The New York Times is reporting that American International Group (AIG 0.05%), better known as AIG, is considering joining in a shareholder lawsuit against the federal government. The allegation? In bailing out the giant insurer in 2008, the federal government "deprived shareholders of tens of billions of dollars and violated the Fifth Amendment, which prohibits the taking of private property for 'public use, without just compensation.'" 

Talk about cheek. The American taxpayer should rightly see this as a slap in the face for coming to the rescue of the company Fed chairman Ben Bernanke once described spot-on as a hedge fund attached to an insurance company: a bizarre combo that should never have existed, and driven to the edge of bankruptcy due solely to its own missteps.

AIG shareholders, and shareholders everywhere, should be outraged: This is the kind of thing that gives corporations and the stock market a bad name.

Oh, the gall of it all
The suit doesn't contend the necessity of the bailout, but rather the way in which it was carried out. Taking a 92% stake in the company "diluted the holdings of existing shareholders," so the filing goes. And the 14% interest rate attached to the bailout funds was "punitive."

The suit has been in the works since 2011, and was initiated by Maurice Greenberg. Greenberg was CEO at AIG for nearly 40 years, until he resigned in 2005 over an accounting scandal. He has since remained, however, a major stockholder. Greenberg filed the suit in two jurisdictions: New York City and Washington, DC. The judge in New York threw the suit out, but the Washington, DC judge is awaiting Greenberg's next move.

That next move is to try and persuade AIG's board to sign on, which Greenberg will attempt tomorrow. After Greenberg makes his presentation to board members, the Department of the Treasury and the Federal Reserve Bank of New York -- the two defendants in the case -- will make theirs. Greenberg is asking for $25 billion on behalf of the shareholders he represents.

 Nothing says "thank you" like a lawsuit
So why would AIG's board even consider signing on? "The AIG board of directors," company spokesperson Jon Diat said in a statement, "takes its fiduciary duties and business judgment responsibilities seriously."  

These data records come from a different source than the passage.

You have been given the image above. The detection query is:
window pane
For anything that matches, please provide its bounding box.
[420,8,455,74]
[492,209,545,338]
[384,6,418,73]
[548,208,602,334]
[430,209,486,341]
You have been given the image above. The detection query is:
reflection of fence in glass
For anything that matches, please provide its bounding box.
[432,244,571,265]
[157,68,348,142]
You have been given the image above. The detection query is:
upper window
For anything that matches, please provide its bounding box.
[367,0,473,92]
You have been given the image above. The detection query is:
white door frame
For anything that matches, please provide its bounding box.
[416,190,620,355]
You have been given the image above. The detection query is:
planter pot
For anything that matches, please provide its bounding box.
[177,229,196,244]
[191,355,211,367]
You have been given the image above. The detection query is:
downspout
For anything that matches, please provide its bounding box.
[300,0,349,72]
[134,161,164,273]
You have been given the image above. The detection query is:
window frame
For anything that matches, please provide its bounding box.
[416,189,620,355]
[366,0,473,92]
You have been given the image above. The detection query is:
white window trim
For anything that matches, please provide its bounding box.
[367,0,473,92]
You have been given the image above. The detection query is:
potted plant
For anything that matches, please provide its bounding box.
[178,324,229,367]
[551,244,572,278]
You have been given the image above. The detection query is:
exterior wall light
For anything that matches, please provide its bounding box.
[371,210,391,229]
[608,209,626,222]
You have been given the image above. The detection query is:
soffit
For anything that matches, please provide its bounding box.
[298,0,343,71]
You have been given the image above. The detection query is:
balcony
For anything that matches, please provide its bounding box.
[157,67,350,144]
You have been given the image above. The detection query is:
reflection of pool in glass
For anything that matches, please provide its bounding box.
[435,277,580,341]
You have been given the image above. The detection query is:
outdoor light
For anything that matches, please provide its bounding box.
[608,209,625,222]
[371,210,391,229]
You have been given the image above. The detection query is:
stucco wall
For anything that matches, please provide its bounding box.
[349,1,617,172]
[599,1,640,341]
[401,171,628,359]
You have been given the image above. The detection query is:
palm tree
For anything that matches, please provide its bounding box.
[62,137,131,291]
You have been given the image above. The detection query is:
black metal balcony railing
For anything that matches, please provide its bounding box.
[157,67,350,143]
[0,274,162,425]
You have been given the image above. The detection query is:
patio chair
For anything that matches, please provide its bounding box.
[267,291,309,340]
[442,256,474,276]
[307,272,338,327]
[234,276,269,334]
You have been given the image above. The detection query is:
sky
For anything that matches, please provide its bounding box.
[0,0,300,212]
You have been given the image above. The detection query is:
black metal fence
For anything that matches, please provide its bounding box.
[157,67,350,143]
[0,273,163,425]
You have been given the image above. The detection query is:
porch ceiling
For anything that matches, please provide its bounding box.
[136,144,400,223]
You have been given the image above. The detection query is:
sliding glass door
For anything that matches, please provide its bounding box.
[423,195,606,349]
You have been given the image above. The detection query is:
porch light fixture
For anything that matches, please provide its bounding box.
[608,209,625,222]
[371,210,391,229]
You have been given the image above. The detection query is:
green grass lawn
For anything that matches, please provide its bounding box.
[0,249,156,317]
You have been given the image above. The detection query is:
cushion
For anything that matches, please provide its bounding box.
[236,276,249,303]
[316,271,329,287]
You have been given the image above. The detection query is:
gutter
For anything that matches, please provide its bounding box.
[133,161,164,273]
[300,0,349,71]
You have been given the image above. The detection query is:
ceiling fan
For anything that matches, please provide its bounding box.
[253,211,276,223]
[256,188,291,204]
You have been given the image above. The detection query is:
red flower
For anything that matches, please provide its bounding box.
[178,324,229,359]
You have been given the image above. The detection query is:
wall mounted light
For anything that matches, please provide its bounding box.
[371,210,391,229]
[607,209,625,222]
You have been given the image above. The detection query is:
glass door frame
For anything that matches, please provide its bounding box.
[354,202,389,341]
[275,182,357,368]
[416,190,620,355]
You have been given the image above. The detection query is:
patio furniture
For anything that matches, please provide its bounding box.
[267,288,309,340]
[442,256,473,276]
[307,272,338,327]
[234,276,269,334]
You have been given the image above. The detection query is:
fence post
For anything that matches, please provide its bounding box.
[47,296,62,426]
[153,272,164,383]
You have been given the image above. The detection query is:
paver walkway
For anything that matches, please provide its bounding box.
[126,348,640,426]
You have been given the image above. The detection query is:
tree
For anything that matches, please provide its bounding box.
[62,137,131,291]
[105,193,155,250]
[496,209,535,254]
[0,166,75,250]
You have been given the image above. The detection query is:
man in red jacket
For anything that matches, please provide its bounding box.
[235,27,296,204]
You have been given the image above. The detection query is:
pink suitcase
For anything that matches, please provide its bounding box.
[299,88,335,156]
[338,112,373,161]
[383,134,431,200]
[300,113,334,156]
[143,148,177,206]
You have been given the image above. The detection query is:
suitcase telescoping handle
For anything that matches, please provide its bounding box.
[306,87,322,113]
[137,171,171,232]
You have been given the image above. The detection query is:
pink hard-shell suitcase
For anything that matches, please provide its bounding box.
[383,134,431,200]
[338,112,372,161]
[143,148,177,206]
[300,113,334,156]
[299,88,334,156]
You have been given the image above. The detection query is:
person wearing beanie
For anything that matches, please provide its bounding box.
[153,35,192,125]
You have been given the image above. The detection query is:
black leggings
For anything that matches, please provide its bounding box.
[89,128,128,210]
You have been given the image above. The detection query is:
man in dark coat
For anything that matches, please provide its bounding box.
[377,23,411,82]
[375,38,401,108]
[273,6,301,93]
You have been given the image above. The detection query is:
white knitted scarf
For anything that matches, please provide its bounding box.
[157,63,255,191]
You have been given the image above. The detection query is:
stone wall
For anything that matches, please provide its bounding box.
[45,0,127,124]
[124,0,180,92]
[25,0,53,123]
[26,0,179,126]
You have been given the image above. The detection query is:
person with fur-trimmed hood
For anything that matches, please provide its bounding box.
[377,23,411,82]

So maybe board members feel they have to at least entertain the notion of this lawsuit, to appear they're fulfilling they're fiduciary responsibility to shareholders. More likely, there's some fear for their jobs. Greenberg seems a force to be reckoned with. Perhaps they worry that if they don't come across as somewhat receptive to the suit, Greenberg will muster votes to bring them down.

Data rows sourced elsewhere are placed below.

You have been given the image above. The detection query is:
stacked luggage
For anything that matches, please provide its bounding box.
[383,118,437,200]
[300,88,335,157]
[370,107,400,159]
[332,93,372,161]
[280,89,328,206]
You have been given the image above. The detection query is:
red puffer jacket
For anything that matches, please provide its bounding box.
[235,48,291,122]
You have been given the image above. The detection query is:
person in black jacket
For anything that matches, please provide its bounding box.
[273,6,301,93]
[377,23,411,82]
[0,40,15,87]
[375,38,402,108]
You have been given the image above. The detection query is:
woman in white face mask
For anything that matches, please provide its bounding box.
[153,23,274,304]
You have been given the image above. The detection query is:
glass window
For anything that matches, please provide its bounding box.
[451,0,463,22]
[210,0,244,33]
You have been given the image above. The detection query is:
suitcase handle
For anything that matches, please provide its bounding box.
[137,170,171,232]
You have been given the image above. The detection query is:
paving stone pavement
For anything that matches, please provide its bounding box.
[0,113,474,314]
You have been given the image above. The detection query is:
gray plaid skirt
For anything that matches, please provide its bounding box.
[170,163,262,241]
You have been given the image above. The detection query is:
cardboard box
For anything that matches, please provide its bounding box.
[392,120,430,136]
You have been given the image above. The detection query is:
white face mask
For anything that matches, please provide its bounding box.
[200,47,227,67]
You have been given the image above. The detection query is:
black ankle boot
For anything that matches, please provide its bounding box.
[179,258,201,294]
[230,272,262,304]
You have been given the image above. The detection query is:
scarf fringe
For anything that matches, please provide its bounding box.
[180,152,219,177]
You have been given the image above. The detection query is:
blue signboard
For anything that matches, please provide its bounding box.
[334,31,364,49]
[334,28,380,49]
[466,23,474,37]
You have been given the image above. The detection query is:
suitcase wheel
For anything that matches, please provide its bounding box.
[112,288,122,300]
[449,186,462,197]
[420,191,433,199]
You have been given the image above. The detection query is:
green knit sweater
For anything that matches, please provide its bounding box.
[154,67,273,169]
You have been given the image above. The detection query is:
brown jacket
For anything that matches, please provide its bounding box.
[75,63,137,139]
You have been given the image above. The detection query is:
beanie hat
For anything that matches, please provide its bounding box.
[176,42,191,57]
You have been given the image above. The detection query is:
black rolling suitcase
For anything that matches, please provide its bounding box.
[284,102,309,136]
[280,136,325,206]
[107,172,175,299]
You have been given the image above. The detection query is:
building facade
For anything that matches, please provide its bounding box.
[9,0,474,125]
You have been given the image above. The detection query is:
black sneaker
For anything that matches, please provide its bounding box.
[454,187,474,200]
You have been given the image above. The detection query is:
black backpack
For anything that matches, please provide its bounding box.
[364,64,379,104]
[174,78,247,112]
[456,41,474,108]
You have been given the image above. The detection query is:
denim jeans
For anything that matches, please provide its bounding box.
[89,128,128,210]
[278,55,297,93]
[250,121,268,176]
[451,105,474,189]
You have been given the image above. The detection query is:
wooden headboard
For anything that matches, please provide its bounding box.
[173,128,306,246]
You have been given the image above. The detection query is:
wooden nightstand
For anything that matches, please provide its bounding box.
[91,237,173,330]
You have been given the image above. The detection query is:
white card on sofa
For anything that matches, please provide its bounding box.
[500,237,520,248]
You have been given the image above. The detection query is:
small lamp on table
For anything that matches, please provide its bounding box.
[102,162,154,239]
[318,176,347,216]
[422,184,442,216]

According to The New York Times, there's no indication which direction the board is leaning on this issue.  My guess is they'll listen attentively to the presentation and politely decline Greenberg's offer. Members must be appalled. The majority were appointed after the bailout. And the new CEO, Robert H. Benmosche, has generally been well regarded in his role: reorganizing the insurer, and refocusing it back toward its core business. Recently, AIG even launched a national ad campaign, thanking the country for the $182 billion dollar bailout. How could it then turn around and sue the government, and maintain any kind of credibility with the American public otherwise?

Presumably, other financial institutions that were bailed out at the height of the financial crisis could make a similar case as the one AIG is pondering. Bank of America (BAC -0.13%), Citigroup (C -0.32%), and JPMorgan Chase (JPM 0.49%)-- just to name a few -- all received large capital injections on terms generous to the federal government. While AIG was unarguably in the worst shape of all (barring Lehman Brothers), each of them benefited from the government money -- at the very least by virtue of the fact that the bailout money brought much-needed stability to the financial system as a whole. But if there's been any kind of similar suit brought by these or any other bailed-out banks against the federal government, I haven't heard.

I grew up very working class. And it wasn't all that long ago I still believed the stock market was exclusively for the wealthy. Now, of course, I know better. I know that the stock market is also for the middle class: that people's retirements, their kids' college funds, and a world of other worthy causes ride on the performance of millions of portfolios out there. But it's news like this, that gets very widely reported (I spotted this on the home page of The New York Times online), that gives shareholders a bad name and the wrong reputation. AIG shareholders who aren't aligned with Greenberg should make their voices heard, for everyone's sake.